Tra i successi più ricordati c’è quello conquistato il 20 agosto 1999 nel Gran Premio Città di Follonica, all’Ippodromo dei Pini. In quell’occasione Varenne corse insieme al driver Giampaolo Minnucci, imponendosi su una pista che avrebbe mantenuto un legame significativo con la sua storia sportiva. Il cavallo, inizialmente, non era indicato tra i favoriti per la vittoria.

Il ricordo del binomio

A ricordare quella giornata è Stefano Rosa, starter del trotto e cugino di Minnucci.
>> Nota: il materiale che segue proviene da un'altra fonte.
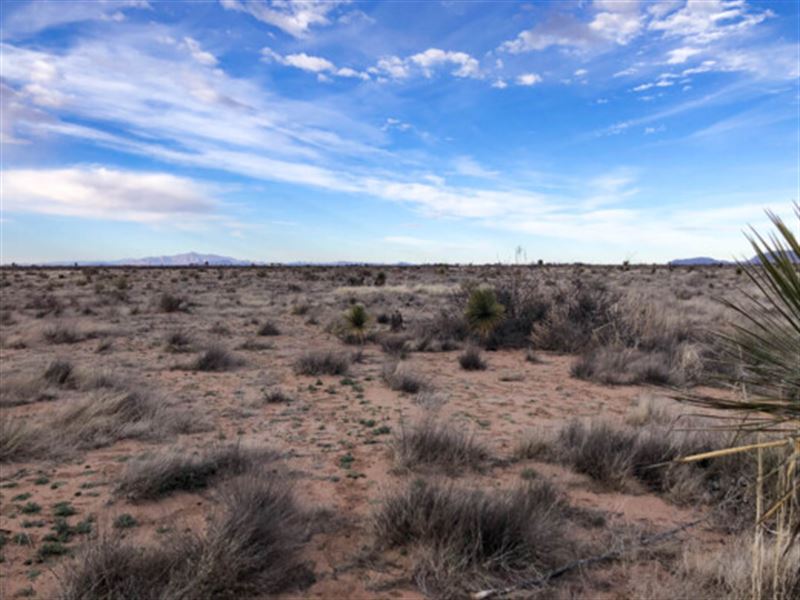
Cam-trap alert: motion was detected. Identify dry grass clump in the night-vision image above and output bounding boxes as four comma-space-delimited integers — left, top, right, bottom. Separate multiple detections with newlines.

Rosa ha descritto il rapporto tra il driver e il cavallo come un binomio perfetto, sottolineando il valore che Varenne aveva per Minnucci e il lungo percorso condiviso. Una relazione durata 25 anni, vissuta anche dalla famiglia con la consapevolezza di essere legata a un protagonista irripetibile dell’ippica.

Rosa era presente anche a Follonica nel giorno del Gran Premio. La zona, ha spiegato, rappresentava per lui una seconda città, perché vi abitava uno zio e durante l’infanzia vi trascorreva le estati. Per questo la chiusura dell’ippodromo dove Varenne aveva ottenuto uno dei suoi successi è stata particolarmente difficile da accettare. Il suo auspicio è che possa nascere una nuova stella.
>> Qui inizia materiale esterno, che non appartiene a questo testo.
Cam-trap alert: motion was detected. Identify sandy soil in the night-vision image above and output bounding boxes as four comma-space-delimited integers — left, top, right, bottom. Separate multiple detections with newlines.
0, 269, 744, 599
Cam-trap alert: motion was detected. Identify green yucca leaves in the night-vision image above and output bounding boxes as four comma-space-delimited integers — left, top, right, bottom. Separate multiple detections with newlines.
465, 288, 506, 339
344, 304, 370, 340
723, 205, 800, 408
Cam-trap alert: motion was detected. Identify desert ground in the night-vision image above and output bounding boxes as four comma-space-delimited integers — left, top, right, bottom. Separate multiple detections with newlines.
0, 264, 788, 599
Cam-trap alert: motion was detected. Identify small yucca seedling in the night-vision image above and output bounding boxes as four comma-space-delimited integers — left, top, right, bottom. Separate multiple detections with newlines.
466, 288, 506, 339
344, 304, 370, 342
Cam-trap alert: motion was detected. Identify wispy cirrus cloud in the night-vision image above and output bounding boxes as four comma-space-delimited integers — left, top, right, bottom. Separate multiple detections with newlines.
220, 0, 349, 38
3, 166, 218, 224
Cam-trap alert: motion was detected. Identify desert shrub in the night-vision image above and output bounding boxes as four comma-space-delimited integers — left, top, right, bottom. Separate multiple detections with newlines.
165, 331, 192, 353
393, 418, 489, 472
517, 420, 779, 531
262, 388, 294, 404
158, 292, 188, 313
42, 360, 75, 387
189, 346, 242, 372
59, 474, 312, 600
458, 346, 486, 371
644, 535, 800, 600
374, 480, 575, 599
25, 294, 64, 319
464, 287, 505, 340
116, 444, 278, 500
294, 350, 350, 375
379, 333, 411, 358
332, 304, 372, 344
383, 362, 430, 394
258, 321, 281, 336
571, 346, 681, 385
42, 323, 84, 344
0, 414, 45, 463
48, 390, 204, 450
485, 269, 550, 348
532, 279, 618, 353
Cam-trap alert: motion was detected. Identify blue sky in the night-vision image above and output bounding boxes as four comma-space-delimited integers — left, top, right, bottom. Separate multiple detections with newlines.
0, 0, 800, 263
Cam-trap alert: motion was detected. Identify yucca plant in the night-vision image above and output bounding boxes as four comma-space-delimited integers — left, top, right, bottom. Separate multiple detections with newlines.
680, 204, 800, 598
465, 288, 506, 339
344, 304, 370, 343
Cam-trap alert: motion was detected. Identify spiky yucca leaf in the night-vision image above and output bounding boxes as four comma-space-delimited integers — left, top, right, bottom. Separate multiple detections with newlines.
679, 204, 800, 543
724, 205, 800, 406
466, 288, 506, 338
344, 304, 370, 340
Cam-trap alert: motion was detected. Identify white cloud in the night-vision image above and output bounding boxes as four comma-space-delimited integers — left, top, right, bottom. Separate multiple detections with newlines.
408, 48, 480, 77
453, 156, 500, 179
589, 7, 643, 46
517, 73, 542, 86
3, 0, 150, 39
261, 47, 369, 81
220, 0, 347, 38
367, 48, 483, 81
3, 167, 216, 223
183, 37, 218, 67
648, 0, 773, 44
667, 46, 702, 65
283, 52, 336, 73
Le reazioni dal mondo dell’ippica

Tra i testimoni del percorso di Varenne c’è anche Valfredo Valiani, allenatore di cavalli da galoppo e bloodstock agent. Valiani ha raccontato di averlo incontrato in più occasioni, anche nell’anno in cui il trottatore fu proclamato cavallo dell’anno per il trotto d’Italia. In quella stessa circostanza, una sua cavalla ricevette il riconoscimento equivalente nel galoppo. Valiani ha inoltre ricordato il giudizio di Minnucci, che considerava Varenne il miglior cavallo da lui guidato.

Il lutto ha coinvolto anche Zeno Cesetti, presidente Aigi, che ha sintetizzato così la perdita: con la scomparsa di Varenne, ha affermato, è morto il trotto mondiale. Restano i risultati ottenuti sulle piste e il ricordo delle vittorie, compresa quella di Follonica, ancora legata alla memoria di chi ha seguito la carriera del campione.